Tous les spécialistes le savaient depuis longtemps, mais nul doute que beaucoup de Français ont été stupéfaits d’apprendre le 2 mars dernier, lors du journal du soir de France 2, que l’obstacle sur lequel butait l’alignement du régime de retraite des fonctionnaires par rapport à celui du privé, c’était tout simplement … que l’État français ne conservait pas plus de cinq ans les bulletins ou fichiers de paye de ses agents. Alors, comment voulez-vous donc retenir comme dans le privé la référence aux vingt-cinq meilleures années de salaire, si , en l’absence de toute caisse de retraite autonome conservant ces données sur toute la carrière du salarié, vous n’en conservez que les cinq dernières, en vous dépêchant de détruire consciencieusement toutes les autres ? Avec une telle objection que reprend d’ailleurs avec gourmandise la Cour des Comptes, voilà nos fonctionnaires tranquilles pour au moins trois décennies de plus, le temps afin de rétablir la parité public/privé que se constituent patiemment les premières séries longues actuellement bloquées à cinq ans.

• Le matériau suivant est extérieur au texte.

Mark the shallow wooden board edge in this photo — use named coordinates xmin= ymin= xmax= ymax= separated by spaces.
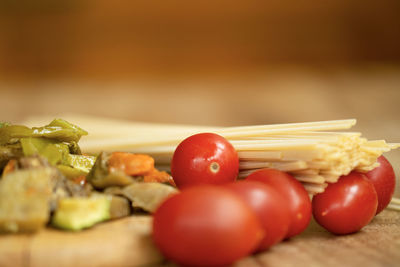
xmin=0 ymin=216 xmax=163 ymax=267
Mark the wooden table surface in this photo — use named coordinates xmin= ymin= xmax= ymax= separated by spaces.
xmin=0 ymin=68 xmax=400 ymax=267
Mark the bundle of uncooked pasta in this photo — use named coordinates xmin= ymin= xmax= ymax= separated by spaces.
xmin=23 ymin=116 xmax=400 ymax=194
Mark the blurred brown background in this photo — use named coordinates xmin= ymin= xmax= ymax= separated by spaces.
xmin=0 ymin=0 xmax=400 ymax=78
xmin=0 ymin=0 xmax=400 ymax=138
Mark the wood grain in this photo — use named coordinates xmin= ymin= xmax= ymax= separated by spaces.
xmin=0 ymin=216 xmax=162 ymax=267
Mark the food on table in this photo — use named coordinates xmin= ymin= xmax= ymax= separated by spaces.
xmin=51 ymin=194 xmax=111 ymax=231
xmin=110 ymin=195 xmax=131 ymax=219
xmin=246 ymin=169 xmax=311 ymax=238
xmin=153 ymin=185 xmax=264 ymax=266
xmin=365 ymin=156 xmax=396 ymax=214
xmin=76 ymin=118 xmax=399 ymax=195
xmin=226 ymin=180 xmax=291 ymax=251
xmin=87 ymin=152 xmax=174 ymax=189
xmin=171 ymin=133 xmax=239 ymax=188
xmin=122 ymin=183 xmax=178 ymax=212
xmin=0 ymin=168 xmax=55 ymax=232
xmin=312 ymin=172 xmax=378 ymax=234
xmin=0 ymin=119 xmax=176 ymax=232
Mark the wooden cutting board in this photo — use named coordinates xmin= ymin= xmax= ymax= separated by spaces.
xmin=0 ymin=215 xmax=162 ymax=267
xmin=0 ymin=210 xmax=400 ymax=267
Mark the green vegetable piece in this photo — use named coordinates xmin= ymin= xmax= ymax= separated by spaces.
xmin=20 ymin=137 xmax=69 ymax=165
xmin=56 ymin=165 xmax=87 ymax=179
xmin=52 ymin=195 xmax=111 ymax=231
xmin=0 ymin=119 xmax=88 ymax=145
xmin=65 ymin=154 xmax=96 ymax=175
xmin=86 ymin=152 xmax=135 ymax=189
xmin=0 ymin=125 xmax=32 ymax=145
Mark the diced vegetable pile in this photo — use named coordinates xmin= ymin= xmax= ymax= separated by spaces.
xmin=0 ymin=119 xmax=177 ymax=232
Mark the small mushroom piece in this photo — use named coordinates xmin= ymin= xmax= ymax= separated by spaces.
xmin=110 ymin=195 xmax=131 ymax=219
xmin=86 ymin=152 xmax=134 ymax=189
xmin=122 ymin=182 xmax=178 ymax=212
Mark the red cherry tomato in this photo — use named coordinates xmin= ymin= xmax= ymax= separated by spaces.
xmin=226 ymin=180 xmax=290 ymax=251
xmin=153 ymin=185 xmax=264 ymax=266
xmin=365 ymin=156 xmax=396 ymax=214
xmin=246 ymin=169 xmax=311 ymax=238
xmin=171 ymin=133 xmax=239 ymax=188
xmin=312 ymin=172 xmax=378 ymax=234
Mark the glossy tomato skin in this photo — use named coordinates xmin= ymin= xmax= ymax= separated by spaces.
xmin=171 ymin=133 xmax=239 ymax=189
xmin=365 ymin=156 xmax=396 ymax=214
xmin=153 ymin=185 xmax=264 ymax=266
xmin=246 ymin=169 xmax=311 ymax=238
xmin=312 ymin=172 xmax=378 ymax=234
xmin=226 ymin=180 xmax=290 ymax=251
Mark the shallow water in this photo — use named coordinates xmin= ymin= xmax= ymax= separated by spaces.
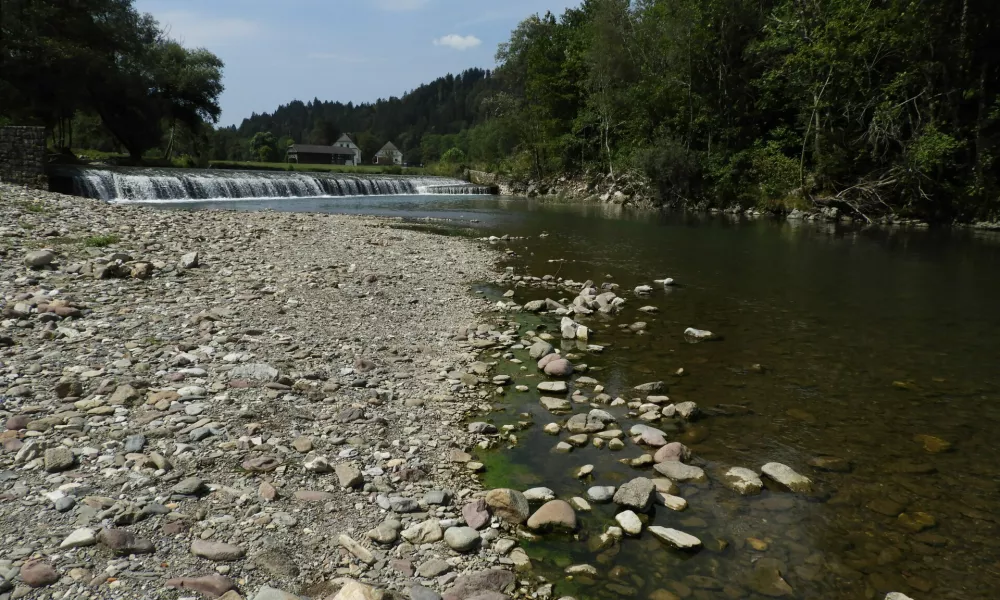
xmin=150 ymin=197 xmax=1000 ymax=600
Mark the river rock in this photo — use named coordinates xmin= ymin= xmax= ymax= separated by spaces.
xmin=444 ymin=527 xmax=480 ymax=552
xmin=165 ymin=575 xmax=236 ymax=598
xmin=653 ymin=442 xmax=691 ymax=463
xmin=722 ymin=467 xmax=764 ymax=496
xmin=462 ymin=498 xmax=490 ymax=529
xmin=528 ymin=340 xmax=556 ymax=360
xmin=538 ymin=396 xmax=573 ymax=412
xmin=486 ymin=488 xmax=531 ymax=525
xmin=333 ymin=462 xmax=365 ymax=488
xmin=442 ymin=569 xmax=515 ymax=600
xmin=524 ymin=487 xmax=556 ymax=502
xmin=653 ymin=461 xmax=708 ymax=483
xmin=587 ymin=485 xmax=615 ymax=504
xmin=229 ymin=363 xmax=278 ymax=383
xmin=59 ymin=527 xmax=97 ymax=548
xmin=566 ymin=414 xmax=604 ymax=434
xmin=543 ymin=355 xmax=573 ymax=377
xmin=191 ymin=539 xmax=246 ymax=562
xmin=527 ymin=500 xmax=576 ymax=531
xmin=614 ymin=477 xmax=655 ymax=512
xmin=615 ymin=510 xmax=642 ymax=535
xmin=24 ymin=249 xmax=56 ymax=269
xmin=760 ymin=462 xmax=812 ymax=492
xmin=45 ymin=446 xmax=76 ymax=473
xmin=649 ymin=525 xmax=701 ymax=550
xmin=684 ymin=327 xmax=716 ymax=341
xmin=536 ymin=381 xmax=569 ymax=394
xmin=21 ymin=559 xmax=59 ymax=588
xmin=400 ymin=519 xmax=444 ymax=545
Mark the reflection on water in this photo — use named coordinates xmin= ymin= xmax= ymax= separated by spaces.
xmin=150 ymin=197 xmax=1000 ymax=600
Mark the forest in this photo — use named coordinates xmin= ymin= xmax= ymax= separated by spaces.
xmin=231 ymin=0 xmax=1000 ymax=220
xmin=0 ymin=0 xmax=1000 ymax=220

Mais au-delà même de ces difficultés aisément contournables en imposant tout de suite une référence aux cinq dernières années et en faisant ensuite converger progressivement les délais de conservation et d’intégration des données publiques comme privées, cette situation ubuesque interpelle tout citoyen qui porte quelque intérêt à la chose publique. Ainsi l’État ne craint pas d’exiger de simples particuliers qu’ils conservent durant plus de trente ans ans toutes les factures nécessaires pour déterminer le montant de la plus-value assujettie aux prélèvements sociaux d’une résidence secondaire revendue au cours de la vingt-neuvième année suivant son acquisition De même, dans le privé de longs délais de garde sont exigés de tous les employeurs, par eux-mêmes ou via les Caisses de retraites auxquelles ils cotisent, pour tout ce qui concerne la conservation des éléments de retraite de leurs salariés. De son côté, le droit pénal repousse volontiers, via notamment la longueur des procédures et les expertises très au-delà de cinq ans le délai prudentiel de conservation d’un certain nombre de documents ou pièces susceptibles d’être requis dans le cadre d’une instruction. Donc par le biais de sa législation foisonnante, l’État a parfaitement su imposer non seulement à une multitude d’acteurs professionnels, mais aussi jusqu’à de simples particuliers, l’organisation et la maintenance d’un système d’archives particulièrement performant, puisque capable parfois de couvrir une génération entière .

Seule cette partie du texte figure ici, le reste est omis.